Cain upsets Perry in Florida Republican straw poll

 ORLANDO, Fla., (Reuters) – Former pizza executive  Herman Cain surprised rival Rick Perry with an upset victory yesterday in a Republican presidential straw poll in Florida,  dealing a disappointing loss to the Texas governor two days  after a shaky debate performance.  
 Perry, leading in the polls for the 2012 U.S. Republican  presidential nomination to run against Democratic President  Barack Obama, had needed a victory in what was an early test of  strength to salve the wounds left over from a debate with his  rivals on Thursday in which he struggled.  
 Instead, former Godfather’s Pizza executive Cain, who is  far behind the two top-tier candidates Perry and Mitt Romney in  national polls, won with 37 percent of 2,657 votes cast.  
 Perry was a distant second at 15 percent, just ahead of  Romney, who won 14 percent despite not participating in the  poll. Further back were Rick Santorum, Ron Paul, Newt Gingrich,  Jon Huntsman and Michele Bachmann.  
 Florida’s straw poll is nonbinding and significant only in  terms of showing a candidate’s strength in the state. State  contests to pick the nominee do not start until next year.  
 The Perry camp shrugged off the results.  
 “Cain won, we still have work to do,” said Perry spokesman  Mark Miner. “It’s his day. The conservative message won today.  We’ve been in this race for five weeks. We’re going to continue  campaigning hard.”  
 Miner put the focus on Romney’s third-place finish, saying  Perry’s chief rival has been running for president for years  and is still not breaking through.  
 “It’s more of what happened to Mitt Romney. He’s not going  to be crowned president of the United States. He’s going to  have to work for it. And after five and a half years he once  again got rejected in a key state in the Republican primary  process,” Miner said.  
 Perry created doubts among some conservatives at a  Republican candidates debate on Thursday, which he admitted on  Friday was not his best performance. He was criticized by his  rivals for a Texas policy that allows children of illegal  immigrants to pay in-state tuition rates at Texas colleges.  
 ILLEGAL IMMIGRATION  
 “Perry doesn’t stand for our constitutional values,” said  delegate Kris Anne Hall, who voted for Cain. “Perry doesn’t  stand up against illegal immigration.”  
 Perry surrogate Michael Williams, addressing the straw poll  delegates on Saturday before the vote, sought to do some damage  control for the Texas governor, who had addressed an Orlando  breakfast earlier before campaigning in Michigan.  
 “We’re not electing a debater-in-chief, we’re electing a  commander-in-chief,” said Williams, adding that no Texas  illegal immigrant had received a handout for a free education.  

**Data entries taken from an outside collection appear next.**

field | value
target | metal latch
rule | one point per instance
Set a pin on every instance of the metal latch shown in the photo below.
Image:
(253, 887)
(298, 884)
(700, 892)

 Cain, who promotes himself as a pragmatic problem-solver  with a clear tax reform plan, eagerly welcomed the victory.  “This is a sign of our growing momentum and my candidacy that  cannot be ignored,” Cain said after his win.  
 Most political analysts give him no chance of winning the  nomination.  
 But Florida’s Republican Party noted that, since 1979,  every winner of the Florida straw poll has gone on to become  the nominee. Senator John McCain won it in the 2008 cycle and  defeated Romney to become the nominee.  
 Florida, the most populous of the presidential swing  states, is a critical test for both Republicans and Democrats.  The Florida vote was so close in the 2000 election that it led  to a ballot recount battle between Democrat Al Gore and  Republican George W. Bush, who was ruled the winner.  
 Romney, the former Massachusetts governor, and Bachmann  chose not to compete in the straw poll but their names were put  on the ballot since they took part in the debate and spoke to  delegates in Orlando.  
 Perry issued a statement after the straw poll results were  revealed that was clearly aimed at Romney.  
 “Floridians and voters nationally want a candidate who is  clear on the issues and talks honestly about the future, not  someone who takes multiple sides of an issue and changes views  every election season,” Perry said.  
 Romney also held off from directly targeting Perry in a  speech later on Saturday in Michigan. Instead, he took aim at  Obama and made his case against Perry indirectly.  
 Romney called for strict measures to stop illegal  immigrants, and echoed his contention that the country needs a  businessman like himself, not a career politician like Obama or  Perry, to solve U.S. economic problems.  
 “Those skills are what are needed in America today,” said  Romney, the multimillionaire founder of private equity firm  Bain Capital.